I remember most the sound of the gulls, the piercing cry, so different from any other bird. And the good, wholesome smell of sea and foreshore and fish. I’m a Londoner, if not born then bred up, and Chioggia and Venice have a great deal of London in them. Of course, my Venetian friends would say that perhaps poor London has a little of Venice in her …

Do you know Venice? Last year, during the great war – of which I’ll speak in time, if we’re stuck her long enough – I was in a position to view the Serenissima’s accounts when she was at her lowest ebb, fighting Genoa to the death.
Par dieu
, messieurs, there is more gold in Venice than in all England. The merchants of the Rialto and the Lido have more commerce than all England and all France
together.
The customs intake at Chioggia, one small port, must rival Portsmouth. In England, most men have no idea just how rich Italy is.

At any rate, I rode along the causeway the allows Chioggia and the long, narrow islands of Pellestrina and Malamocco to be connected to the mainland – or almost connected – to the terra firma at Clogia Minore or Sottomarina, as some say. It would all be a major part of my life, one day. But for the first time in three weeks, Emile brought her horse alongside mine.

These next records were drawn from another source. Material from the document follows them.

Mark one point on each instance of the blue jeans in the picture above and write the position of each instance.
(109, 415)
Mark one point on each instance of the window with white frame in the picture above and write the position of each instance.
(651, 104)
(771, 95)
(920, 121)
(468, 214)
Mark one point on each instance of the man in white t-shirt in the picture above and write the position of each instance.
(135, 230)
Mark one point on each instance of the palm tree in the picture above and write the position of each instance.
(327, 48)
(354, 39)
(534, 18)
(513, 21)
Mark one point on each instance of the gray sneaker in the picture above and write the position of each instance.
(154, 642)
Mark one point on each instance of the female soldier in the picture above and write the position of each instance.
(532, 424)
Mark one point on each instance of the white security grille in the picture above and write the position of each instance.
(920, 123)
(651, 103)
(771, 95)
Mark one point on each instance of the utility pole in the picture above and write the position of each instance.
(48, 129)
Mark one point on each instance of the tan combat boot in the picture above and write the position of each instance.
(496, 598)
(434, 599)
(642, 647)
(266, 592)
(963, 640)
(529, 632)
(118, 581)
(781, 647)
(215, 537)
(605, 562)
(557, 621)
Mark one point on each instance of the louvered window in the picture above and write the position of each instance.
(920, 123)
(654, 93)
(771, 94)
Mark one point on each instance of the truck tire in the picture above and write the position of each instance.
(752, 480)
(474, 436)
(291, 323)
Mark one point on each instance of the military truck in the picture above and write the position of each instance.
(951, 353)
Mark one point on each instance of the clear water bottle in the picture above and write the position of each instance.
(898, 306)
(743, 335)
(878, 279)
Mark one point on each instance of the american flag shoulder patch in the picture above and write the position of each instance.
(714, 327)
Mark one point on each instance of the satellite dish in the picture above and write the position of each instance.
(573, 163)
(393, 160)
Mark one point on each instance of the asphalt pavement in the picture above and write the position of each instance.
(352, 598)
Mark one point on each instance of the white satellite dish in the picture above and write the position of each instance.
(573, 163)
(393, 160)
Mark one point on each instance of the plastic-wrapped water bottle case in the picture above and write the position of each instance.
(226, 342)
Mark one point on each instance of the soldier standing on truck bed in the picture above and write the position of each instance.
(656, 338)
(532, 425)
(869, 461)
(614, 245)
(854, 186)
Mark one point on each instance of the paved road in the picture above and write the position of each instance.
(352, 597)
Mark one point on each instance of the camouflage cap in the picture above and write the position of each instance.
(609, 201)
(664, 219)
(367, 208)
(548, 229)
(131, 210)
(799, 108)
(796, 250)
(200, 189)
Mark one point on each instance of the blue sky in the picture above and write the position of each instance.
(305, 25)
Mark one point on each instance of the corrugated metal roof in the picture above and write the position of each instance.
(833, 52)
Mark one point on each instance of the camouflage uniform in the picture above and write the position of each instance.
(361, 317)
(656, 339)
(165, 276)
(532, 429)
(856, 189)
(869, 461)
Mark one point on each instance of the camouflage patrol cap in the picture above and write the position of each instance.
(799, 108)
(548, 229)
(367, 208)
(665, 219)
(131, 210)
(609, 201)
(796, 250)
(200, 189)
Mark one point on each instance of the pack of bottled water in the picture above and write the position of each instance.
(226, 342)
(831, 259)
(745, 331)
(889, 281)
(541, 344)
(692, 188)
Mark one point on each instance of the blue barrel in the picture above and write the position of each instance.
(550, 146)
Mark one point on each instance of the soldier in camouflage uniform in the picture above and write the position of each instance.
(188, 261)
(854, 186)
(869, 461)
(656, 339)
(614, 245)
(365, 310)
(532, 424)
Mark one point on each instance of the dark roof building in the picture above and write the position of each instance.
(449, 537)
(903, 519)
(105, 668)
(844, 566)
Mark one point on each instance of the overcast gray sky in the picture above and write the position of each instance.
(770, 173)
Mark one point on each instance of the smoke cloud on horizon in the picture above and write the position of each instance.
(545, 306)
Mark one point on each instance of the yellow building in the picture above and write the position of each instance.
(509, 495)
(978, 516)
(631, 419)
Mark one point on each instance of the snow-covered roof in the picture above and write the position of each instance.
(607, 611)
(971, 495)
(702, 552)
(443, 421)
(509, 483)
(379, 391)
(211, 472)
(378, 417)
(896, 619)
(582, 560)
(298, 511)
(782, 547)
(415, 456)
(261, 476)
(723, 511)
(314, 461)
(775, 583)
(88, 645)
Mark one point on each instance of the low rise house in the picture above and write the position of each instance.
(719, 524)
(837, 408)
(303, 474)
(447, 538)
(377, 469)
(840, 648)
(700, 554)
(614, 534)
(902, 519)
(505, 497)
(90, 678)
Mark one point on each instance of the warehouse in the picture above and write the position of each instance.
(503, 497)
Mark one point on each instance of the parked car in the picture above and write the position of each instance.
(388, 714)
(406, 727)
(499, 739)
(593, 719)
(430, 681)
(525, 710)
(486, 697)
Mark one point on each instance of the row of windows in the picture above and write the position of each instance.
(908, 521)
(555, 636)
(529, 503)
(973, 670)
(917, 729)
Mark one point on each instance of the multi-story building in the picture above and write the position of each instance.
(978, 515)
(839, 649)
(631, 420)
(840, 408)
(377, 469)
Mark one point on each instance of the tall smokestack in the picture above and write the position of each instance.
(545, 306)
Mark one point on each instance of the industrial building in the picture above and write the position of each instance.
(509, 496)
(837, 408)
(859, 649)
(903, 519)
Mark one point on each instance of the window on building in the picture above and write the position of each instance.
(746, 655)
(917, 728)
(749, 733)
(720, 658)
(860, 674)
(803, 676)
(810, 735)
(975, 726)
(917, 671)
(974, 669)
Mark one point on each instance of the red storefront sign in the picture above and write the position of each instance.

‘You look happy,’ she said.

I was, too. I had discovered that I didn’t really need to sleep with Emile to enjoy her. That in fact, I loved her, and not that springtime, sap-rising thing that young people call love. I was also discovering the joy of riding, looking, smelling, tasting. It was a beautiful autumn, except for the poor people dying of the plague, God rest them.

‘I love the gulls, Countess,’ I said. ‘They put me in mind of my home.’

She smiled and looked away. ‘This town,’ she asked. ‘Is this such a place as I might buy a doll? My daughter has left hers over the mountains.’

I knew that. Every man in our party knew. The poor little sprite had wailed for fifteen days. She was not inconsolable; in fact, as long as she was happy, she didn’t mention the missing doll, but the moment anything disturbed her, the doll became the focus of her outrage. She was two and a half and spoke well – eerily well, in fact.